Molti i livelli, dal Rookie all'ACE, ad accontentare sia r l'esperto che il profano. Il setup del gioco, semplice da configurare, offre una moltitudine di voci atte anche a facilitare il compito dei piloti. Se poi il volo non è l'unica cosa che vi interessa questo simulatore vi da la possibilità, sugli aerei in cui è previsto il multicrew, di poter salire a bordo del velivolo e, anziché prendere possesso della cloche, andare a piazzarvi nella postazione dedicata ai mitraglieri. Insomma la possibilità di poter volare in due sullo stesso aereo ma con mansioni diverse non più così remota. Molte anche le missioni che il simulatore mette a disposizione sia in DOG che COOPERATIVE dove le difficoltà possono essere svariate.
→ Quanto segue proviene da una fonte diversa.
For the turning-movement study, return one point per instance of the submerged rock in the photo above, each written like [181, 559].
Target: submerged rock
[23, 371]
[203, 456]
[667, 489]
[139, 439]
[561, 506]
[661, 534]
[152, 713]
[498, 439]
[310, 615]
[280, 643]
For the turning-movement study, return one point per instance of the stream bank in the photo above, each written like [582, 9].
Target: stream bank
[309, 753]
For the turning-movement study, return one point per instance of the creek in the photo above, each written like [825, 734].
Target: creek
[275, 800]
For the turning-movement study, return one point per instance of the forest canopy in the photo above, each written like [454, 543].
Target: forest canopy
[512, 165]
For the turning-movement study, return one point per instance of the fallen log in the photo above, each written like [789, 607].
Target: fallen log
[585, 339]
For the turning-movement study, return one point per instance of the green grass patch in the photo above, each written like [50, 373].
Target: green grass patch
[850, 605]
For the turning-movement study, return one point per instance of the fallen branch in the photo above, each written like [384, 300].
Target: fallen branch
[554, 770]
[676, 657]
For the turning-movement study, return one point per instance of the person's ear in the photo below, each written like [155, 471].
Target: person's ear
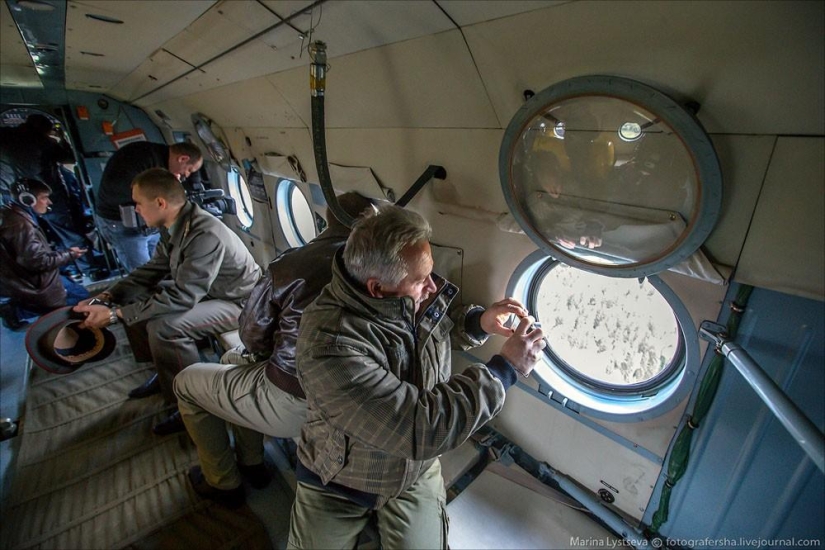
[374, 288]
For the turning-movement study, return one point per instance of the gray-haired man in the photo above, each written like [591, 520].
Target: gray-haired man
[374, 362]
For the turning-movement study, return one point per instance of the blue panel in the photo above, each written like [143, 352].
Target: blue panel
[747, 477]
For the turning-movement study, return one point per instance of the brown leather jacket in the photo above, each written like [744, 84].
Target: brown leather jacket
[269, 321]
[29, 268]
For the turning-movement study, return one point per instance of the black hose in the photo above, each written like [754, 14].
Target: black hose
[319, 147]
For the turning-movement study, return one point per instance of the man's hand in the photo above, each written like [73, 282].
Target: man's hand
[523, 348]
[96, 316]
[493, 319]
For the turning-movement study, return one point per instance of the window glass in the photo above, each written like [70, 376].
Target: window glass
[302, 215]
[618, 334]
[617, 348]
[294, 214]
[610, 175]
[239, 190]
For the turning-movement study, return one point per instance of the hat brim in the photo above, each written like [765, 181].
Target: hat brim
[40, 339]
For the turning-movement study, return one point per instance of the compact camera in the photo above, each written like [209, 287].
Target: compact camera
[213, 201]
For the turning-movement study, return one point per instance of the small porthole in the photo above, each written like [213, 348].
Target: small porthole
[239, 190]
[294, 214]
[619, 349]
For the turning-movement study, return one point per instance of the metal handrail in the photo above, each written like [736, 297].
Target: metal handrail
[801, 428]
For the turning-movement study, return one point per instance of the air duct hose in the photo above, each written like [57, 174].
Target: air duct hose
[679, 456]
[317, 83]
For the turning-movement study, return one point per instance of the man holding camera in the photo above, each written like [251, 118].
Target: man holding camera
[114, 209]
[194, 286]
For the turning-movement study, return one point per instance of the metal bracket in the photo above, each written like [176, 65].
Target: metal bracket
[714, 333]
[432, 171]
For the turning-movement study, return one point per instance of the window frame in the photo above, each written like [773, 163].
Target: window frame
[286, 214]
[598, 401]
[246, 212]
[684, 125]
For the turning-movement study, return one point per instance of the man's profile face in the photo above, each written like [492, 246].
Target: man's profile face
[418, 284]
[148, 208]
[42, 203]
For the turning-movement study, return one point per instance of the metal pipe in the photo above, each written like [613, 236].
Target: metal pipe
[802, 429]
[547, 475]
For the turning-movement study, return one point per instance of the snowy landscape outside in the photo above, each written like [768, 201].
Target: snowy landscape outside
[615, 331]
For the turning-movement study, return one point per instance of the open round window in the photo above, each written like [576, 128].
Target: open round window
[610, 175]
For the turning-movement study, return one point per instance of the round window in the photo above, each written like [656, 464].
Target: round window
[239, 190]
[294, 214]
[616, 347]
[610, 175]
[619, 335]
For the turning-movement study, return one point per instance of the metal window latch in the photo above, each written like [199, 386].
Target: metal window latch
[713, 333]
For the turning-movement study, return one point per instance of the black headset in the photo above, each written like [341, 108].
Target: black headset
[23, 194]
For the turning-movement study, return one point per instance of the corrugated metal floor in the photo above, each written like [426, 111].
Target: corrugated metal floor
[90, 474]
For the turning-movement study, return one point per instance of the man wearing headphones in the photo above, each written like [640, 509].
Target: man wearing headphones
[29, 268]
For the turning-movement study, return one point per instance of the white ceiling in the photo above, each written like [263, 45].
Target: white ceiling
[158, 43]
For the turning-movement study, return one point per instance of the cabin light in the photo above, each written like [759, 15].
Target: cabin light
[630, 131]
[558, 130]
[104, 18]
[35, 5]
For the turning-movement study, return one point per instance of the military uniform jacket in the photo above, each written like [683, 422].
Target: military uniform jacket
[198, 258]
[382, 404]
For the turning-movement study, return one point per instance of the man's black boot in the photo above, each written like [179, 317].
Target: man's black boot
[150, 387]
[171, 424]
[231, 498]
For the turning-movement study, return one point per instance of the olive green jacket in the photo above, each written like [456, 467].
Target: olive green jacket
[382, 402]
[198, 258]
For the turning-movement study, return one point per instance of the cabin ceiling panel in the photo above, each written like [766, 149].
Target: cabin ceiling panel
[785, 247]
[252, 103]
[468, 13]
[744, 162]
[159, 67]
[377, 22]
[739, 60]
[228, 23]
[398, 86]
[16, 66]
[124, 46]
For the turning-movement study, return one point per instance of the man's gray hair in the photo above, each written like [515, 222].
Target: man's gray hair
[377, 239]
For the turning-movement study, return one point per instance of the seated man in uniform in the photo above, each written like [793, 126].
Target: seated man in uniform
[263, 398]
[194, 286]
[134, 245]
[374, 361]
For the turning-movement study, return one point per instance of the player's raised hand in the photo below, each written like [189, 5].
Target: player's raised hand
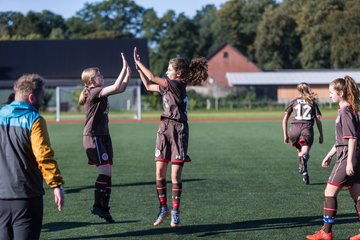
[125, 64]
[326, 162]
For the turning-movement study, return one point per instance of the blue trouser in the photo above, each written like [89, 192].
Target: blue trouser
[21, 219]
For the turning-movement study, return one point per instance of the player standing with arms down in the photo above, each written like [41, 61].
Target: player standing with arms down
[26, 160]
[96, 136]
[173, 132]
[301, 132]
[346, 171]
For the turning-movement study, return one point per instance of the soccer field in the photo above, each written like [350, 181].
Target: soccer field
[243, 183]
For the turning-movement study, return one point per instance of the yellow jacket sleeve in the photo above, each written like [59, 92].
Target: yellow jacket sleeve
[44, 154]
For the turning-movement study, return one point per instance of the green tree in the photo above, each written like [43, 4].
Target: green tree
[277, 44]
[77, 28]
[315, 33]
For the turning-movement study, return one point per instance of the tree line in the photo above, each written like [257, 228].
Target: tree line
[288, 34]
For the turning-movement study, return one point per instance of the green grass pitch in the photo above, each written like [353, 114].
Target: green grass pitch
[242, 184]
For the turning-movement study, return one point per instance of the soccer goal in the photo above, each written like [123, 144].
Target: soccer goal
[67, 100]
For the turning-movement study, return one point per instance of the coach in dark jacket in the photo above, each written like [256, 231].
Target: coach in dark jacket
[26, 159]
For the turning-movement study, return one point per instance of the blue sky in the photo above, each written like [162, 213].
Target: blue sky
[68, 8]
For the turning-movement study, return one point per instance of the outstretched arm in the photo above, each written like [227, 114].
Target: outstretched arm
[327, 159]
[148, 85]
[149, 75]
[319, 126]
[284, 127]
[120, 83]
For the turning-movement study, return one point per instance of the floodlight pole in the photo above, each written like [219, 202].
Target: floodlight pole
[58, 104]
[138, 92]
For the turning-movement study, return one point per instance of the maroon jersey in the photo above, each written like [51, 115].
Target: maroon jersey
[347, 126]
[96, 109]
[303, 111]
[174, 100]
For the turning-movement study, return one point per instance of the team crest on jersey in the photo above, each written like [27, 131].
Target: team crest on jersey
[105, 156]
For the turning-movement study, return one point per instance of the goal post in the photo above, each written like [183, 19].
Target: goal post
[66, 100]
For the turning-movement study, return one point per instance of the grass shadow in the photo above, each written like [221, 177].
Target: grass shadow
[205, 230]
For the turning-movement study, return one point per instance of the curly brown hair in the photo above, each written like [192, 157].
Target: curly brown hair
[194, 72]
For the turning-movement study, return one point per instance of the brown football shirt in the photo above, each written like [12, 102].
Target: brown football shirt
[347, 126]
[96, 109]
[174, 100]
[303, 111]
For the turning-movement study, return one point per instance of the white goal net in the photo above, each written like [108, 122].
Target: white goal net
[66, 100]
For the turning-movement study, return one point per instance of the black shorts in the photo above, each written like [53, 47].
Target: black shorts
[172, 142]
[98, 150]
[301, 135]
[338, 175]
[21, 218]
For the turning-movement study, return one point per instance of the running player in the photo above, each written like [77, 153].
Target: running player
[173, 132]
[346, 171]
[96, 136]
[301, 133]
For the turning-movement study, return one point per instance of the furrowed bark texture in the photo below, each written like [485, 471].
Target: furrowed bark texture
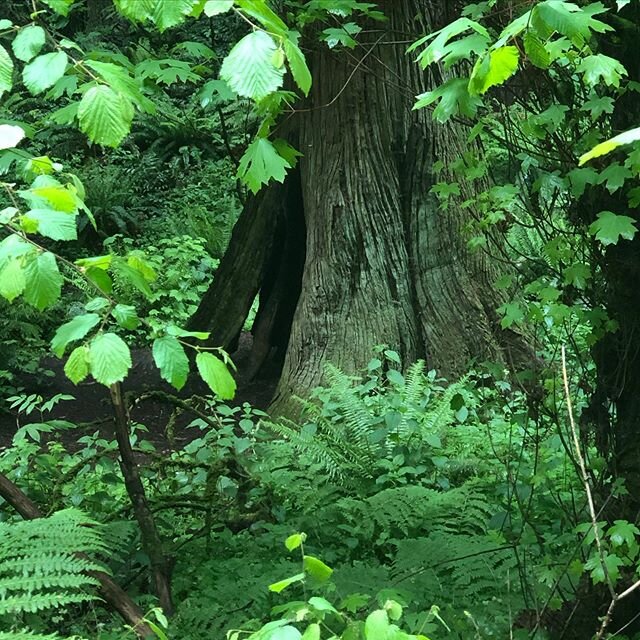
[382, 263]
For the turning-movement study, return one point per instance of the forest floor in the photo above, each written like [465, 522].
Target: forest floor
[91, 408]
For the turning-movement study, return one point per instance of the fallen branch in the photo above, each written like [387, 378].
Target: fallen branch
[111, 592]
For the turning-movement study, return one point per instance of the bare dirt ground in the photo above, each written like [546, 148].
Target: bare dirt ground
[91, 409]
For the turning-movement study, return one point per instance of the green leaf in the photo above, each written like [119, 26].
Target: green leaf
[277, 587]
[536, 51]
[600, 67]
[376, 626]
[77, 366]
[172, 361]
[260, 163]
[633, 135]
[28, 42]
[56, 225]
[312, 632]
[214, 7]
[135, 10]
[317, 569]
[126, 316]
[43, 281]
[44, 71]
[216, 374]
[61, 7]
[75, 329]
[105, 116]
[6, 71]
[453, 97]
[170, 13]
[110, 358]
[610, 227]
[298, 65]
[249, 69]
[493, 69]
[294, 541]
[12, 279]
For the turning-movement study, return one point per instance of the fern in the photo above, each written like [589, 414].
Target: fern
[355, 426]
[39, 563]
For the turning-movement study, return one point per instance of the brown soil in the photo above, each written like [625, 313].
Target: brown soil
[91, 409]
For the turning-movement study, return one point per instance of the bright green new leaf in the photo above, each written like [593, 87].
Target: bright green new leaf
[260, 163]
[135, 10]
[453, 97]
[376, 626]
[53, 224]
[294, 541]
[214, 7]
[610, 227]
[249, 69]
[12, 279]
[44, 71]
[77, 366]
[633, 135]
[317, 569]
[493, 69]
[43, 281]
[126, 316]
[172, 361]
[6, 71]
[216, 374]
[105, 116]
[298, 65]
[28, 42]
[110, 358]
[277, 587]
[599, 67]
[61, 7]
[536, 51]
[75, 329]
[170, 13]
[312, 632]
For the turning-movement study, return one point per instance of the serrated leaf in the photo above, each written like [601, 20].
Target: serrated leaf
[277, 587]
[294, 541]
[260, 163]
[317, 569]
[28, 43]
[6, 71]
[171, 359]
[12, 279]
[453, 97]
[126, 316]
[249, 68]
[598, 67]
[76, 367]
[216, 374]
[75, 329]
[215, 7]
[633, 135]
[43, 281]
[56, 225]
[298, 65]
[110, 359]
[44, 71]
[610, 227]
[493, 69]
[105, 116]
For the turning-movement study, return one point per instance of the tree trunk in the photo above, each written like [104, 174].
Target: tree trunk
[383, 264]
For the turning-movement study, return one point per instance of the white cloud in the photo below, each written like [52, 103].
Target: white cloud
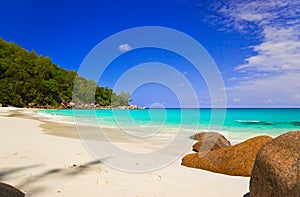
[236, 99]
[125, 47]
[272, 74]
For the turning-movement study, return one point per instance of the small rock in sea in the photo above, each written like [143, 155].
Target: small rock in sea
[276, 170]
[208, 141]
[10, 191]
[234, 160]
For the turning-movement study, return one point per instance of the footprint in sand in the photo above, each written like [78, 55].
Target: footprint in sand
[104, 183]
[154, 176]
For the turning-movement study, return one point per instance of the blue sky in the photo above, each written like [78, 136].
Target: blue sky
[255, 44]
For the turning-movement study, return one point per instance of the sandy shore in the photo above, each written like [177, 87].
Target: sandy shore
[48, 159]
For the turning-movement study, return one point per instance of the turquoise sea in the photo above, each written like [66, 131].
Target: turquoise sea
[235, 124]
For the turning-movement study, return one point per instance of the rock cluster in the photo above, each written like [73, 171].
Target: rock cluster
[234, 160]
[208, 141]
[276, 171]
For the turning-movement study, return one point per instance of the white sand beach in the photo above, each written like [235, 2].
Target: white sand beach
[40, 164]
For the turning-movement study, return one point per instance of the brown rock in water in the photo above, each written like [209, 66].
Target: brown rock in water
[208, 141]
[276, 171]
[234, 160]
[9, 191]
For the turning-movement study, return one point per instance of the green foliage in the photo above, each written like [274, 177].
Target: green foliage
[27, 78]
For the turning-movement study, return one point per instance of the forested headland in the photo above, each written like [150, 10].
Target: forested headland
[29, 79]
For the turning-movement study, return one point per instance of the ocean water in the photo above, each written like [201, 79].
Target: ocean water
[236, 124]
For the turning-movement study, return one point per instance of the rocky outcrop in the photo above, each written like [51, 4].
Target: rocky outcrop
[9, 191]
[208, 141]
[276, 171]
[234, 160]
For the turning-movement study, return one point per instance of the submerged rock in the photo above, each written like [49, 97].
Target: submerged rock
[234, 160]
[9, 191]
[208, 141]
[276, 171]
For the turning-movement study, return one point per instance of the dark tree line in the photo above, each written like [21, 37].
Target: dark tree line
[29, 79]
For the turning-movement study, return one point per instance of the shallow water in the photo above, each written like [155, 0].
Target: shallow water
[235, 124]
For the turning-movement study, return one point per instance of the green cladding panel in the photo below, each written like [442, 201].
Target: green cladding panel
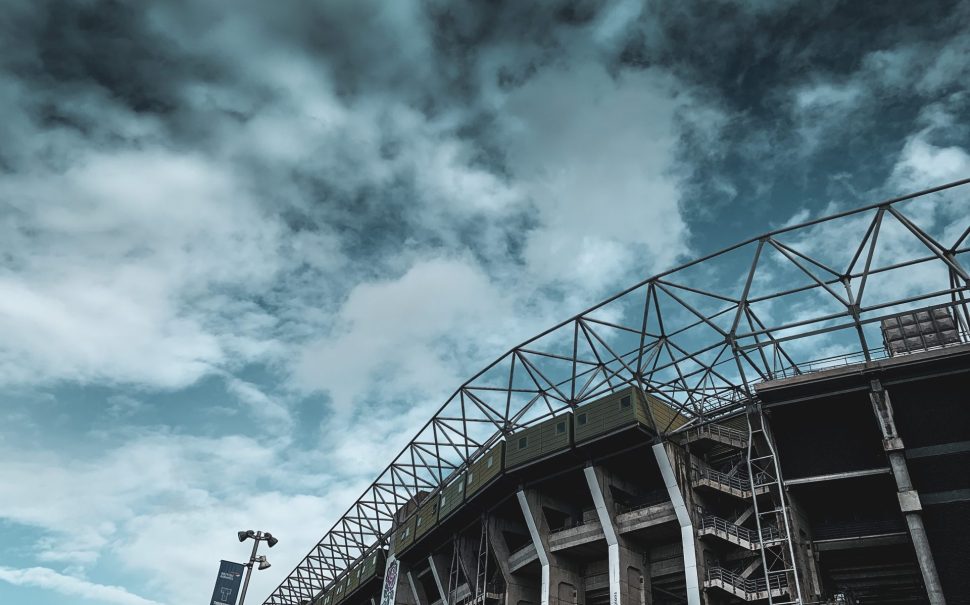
[625, 408]
[618, 410]
[353, 578]
[538, 441]
[340, 591]
[404, 535]
[426, 518]
[667, 417]
[451, 496]
[373, 566]
[483, 470]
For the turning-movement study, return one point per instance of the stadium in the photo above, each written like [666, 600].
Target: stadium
[783, 421]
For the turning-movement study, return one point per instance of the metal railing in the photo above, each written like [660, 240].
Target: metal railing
[752, 586]
[739, 481]
[768, 532]
[716, 430]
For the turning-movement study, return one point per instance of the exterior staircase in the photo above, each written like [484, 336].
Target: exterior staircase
[749, 589]
[737, 485]
[737, 534]
[716, 433]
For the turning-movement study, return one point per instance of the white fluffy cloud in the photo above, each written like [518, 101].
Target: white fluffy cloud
[71, 586]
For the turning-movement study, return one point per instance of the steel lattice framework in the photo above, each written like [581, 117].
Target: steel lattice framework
[698, 336]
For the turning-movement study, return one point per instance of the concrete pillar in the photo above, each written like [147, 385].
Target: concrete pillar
[417, 590]
[909, 501]
[439, 571]
[556, 571]
[629, 579]
[517, 589]
[691, 571]
[396, 589]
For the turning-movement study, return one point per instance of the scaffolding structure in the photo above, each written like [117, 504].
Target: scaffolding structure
[698, 337]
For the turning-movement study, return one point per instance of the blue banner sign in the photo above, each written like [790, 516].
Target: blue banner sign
[227, 583]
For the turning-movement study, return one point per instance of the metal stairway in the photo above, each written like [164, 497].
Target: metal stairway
[772, 587]
[738, 485]
[711, 525]
[454, 571]
[718, 434]
[778, 555]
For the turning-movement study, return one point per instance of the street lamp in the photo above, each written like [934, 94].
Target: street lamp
[256, 536]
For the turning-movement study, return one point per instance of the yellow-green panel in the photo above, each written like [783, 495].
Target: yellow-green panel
[404, 535]
[451, 496]
[523, 445]
[426, 518]
[535, 442]
[556, 434]
[485, 468]
[667, 418]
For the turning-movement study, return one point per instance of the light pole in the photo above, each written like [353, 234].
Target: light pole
[263, 563]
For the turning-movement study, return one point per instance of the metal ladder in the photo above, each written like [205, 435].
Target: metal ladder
[453, 572]
[481, 575]
[779, 558]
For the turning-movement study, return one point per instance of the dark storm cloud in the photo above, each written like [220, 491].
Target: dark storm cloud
[376, 134]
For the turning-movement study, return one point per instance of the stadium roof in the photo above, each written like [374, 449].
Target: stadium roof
[797, 299]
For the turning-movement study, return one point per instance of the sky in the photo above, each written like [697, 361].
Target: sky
[248, 248]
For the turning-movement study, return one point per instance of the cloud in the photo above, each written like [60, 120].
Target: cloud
[49, 579]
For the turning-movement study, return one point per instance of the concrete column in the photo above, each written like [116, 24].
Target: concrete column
[909, 501]
[439, 570]
[609, 531]
[555, 570]
[629, 577]
[417, 590]
[691, 573]
[516, 588]
[541, 551]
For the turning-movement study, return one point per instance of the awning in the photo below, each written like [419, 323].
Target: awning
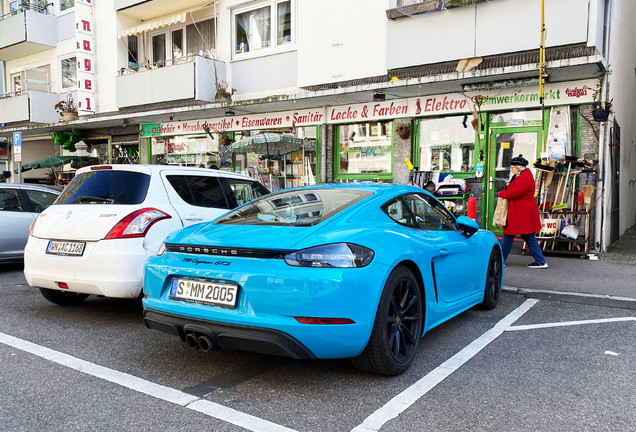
[125, 139]
[164, 21]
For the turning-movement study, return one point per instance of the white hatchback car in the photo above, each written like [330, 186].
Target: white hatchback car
[97, 235]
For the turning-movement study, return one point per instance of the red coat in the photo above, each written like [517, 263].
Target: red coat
[523, 211]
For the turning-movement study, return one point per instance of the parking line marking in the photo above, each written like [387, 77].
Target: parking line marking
[141, 385]
[408, 397]
[570, 323]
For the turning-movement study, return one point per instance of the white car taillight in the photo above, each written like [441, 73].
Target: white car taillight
[33, 225]
[137, 223]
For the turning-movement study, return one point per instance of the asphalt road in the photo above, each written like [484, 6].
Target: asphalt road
[515, 368]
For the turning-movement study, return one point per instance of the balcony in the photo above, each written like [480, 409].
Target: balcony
[185, 78]
[29, 106]
[27, 31]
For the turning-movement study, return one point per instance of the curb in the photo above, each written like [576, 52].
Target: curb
[570, 297]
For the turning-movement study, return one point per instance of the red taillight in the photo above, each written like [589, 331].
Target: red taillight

Unico neo: ci sarebbe piaciuto che le missioni COOPERATIVE volate in multi consentissero il rientro in gioco dopo un abbattimento o un crash, come avviene su altri simulatori, occupando un posto su un aereo pilotato dalla AI. Il pilota messo fuori infatti, rimane tale sino al termine della missione. Speriamo che una patch risolva presto questa lacuna. Molto belle le missioni in multi della modalità CAMPAIGN, che possono essere scelte tra "casuali" e "storiche". In finale si può dire che questo prodotto non avrà vita breve.

CONSIDERAZIONI FINALI

Si è avuta la possibilità di testare approfonditamente il software in una delle ultime sessioni in rete con alcuni amici di PVI (Piloti Virtuali Italiani), organizzata ed eseguita proprio a commemorazione dell'attacco a Pearl Harbour, il 7 dicembre scorso. Devo dire che è stato divertente con succedeva da tempo, anche se nella realtà (7 dicembre 1942) certo non sarà stato così ma nel virtuale le cose cambiano. Il Volo è reso piacevole dall'avionica tutt'altro che nervosa e la densità degli scenari danno un tocco di realtà alla virtualità. Diciamo che il software è un buon compromesso tra buone prestazioni e ottima grafica un connubio importantissimo in questa vita virtuale.

8
Pacific Fighters ha il merito di confermare quanto di buono visto con IL2 e successiva espansione, riuscendo al contempo a migliorare il lato estetico e a rendersi maggiormente giocabile anche di chi non è nato con la "cloche in mano". La possibilità, poi, di riprodurre in multiplayer tutte le battaglie combattute realmente nel corso della seconda guerra mondiale, con dovizia di particolari sia storici che estetici, faranno la gioia di tutti gli appassionati del genere.